Таким его сделала война. На ее пыльных, горьких от полыни и безвозвратных потерь дорогах разметалась его молодость. Из нее уходили мальчишки, друзья. Они не пришли поздравить Ивана Мучного. Но они часто приходят к нему во сне. Такими же молодыми и красивыми, какими уходили в последнюю атаку. И каждая потеря NN словно виток пружины, сжимающей сердце, не дающей вырваться стону. До самого Берлина скручивалась она, чтобы потом всю жизнь держать сердце открытым для чужого горя и наглухо запертым перед малодушием и несправедливостью. В скрежещущем смертоносной сталью, не звонком наградным золотом сорок первом получил он орден Красного Знамени за подвиг, который в другие годы войны, может быть, был бы отмечен и геройской звездой.

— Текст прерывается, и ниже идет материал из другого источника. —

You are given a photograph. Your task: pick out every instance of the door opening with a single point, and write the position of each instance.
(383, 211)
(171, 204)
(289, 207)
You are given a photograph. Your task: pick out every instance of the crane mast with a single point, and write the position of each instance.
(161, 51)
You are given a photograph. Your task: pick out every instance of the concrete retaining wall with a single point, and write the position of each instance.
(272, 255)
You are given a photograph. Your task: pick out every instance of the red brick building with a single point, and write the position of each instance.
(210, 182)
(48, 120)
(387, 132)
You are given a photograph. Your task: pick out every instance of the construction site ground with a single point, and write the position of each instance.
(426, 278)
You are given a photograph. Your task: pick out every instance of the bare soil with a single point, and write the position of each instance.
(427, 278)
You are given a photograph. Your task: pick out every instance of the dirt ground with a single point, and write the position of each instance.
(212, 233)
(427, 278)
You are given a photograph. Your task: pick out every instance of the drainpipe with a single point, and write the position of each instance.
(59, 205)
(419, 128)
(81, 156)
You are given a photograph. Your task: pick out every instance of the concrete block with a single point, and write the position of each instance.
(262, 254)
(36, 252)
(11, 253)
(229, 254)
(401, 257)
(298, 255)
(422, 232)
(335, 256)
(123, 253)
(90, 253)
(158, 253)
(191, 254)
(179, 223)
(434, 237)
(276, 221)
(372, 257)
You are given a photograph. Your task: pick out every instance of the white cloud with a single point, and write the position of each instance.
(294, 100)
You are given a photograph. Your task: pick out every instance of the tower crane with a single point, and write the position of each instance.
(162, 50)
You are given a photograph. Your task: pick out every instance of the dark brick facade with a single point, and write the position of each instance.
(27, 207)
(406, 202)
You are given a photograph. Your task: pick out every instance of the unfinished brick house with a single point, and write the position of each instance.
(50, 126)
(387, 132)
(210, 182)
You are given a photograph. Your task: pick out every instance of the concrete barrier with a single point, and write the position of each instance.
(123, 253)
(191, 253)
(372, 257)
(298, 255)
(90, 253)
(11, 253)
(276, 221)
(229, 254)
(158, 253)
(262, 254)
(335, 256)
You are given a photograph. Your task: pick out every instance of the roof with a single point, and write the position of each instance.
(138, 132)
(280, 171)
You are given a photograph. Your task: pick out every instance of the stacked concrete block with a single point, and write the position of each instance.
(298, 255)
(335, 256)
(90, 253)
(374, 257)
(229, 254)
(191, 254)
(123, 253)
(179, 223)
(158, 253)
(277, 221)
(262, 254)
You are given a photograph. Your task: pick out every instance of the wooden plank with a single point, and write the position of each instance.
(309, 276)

Мы поднимали бокалы за юбиляра, желали ему счастливого отдыха. Он начнется завтра и продлится столько, сколько будет угодно Богу. Говорили хорошие слова о нем, о его трудном поколении мужиков, которых сильно поубавила война. А тех, кого пощадила - сделала негнущимися, взваливающими людские беды и печали на свои плечи и не жалующимися на тяжелую ношу.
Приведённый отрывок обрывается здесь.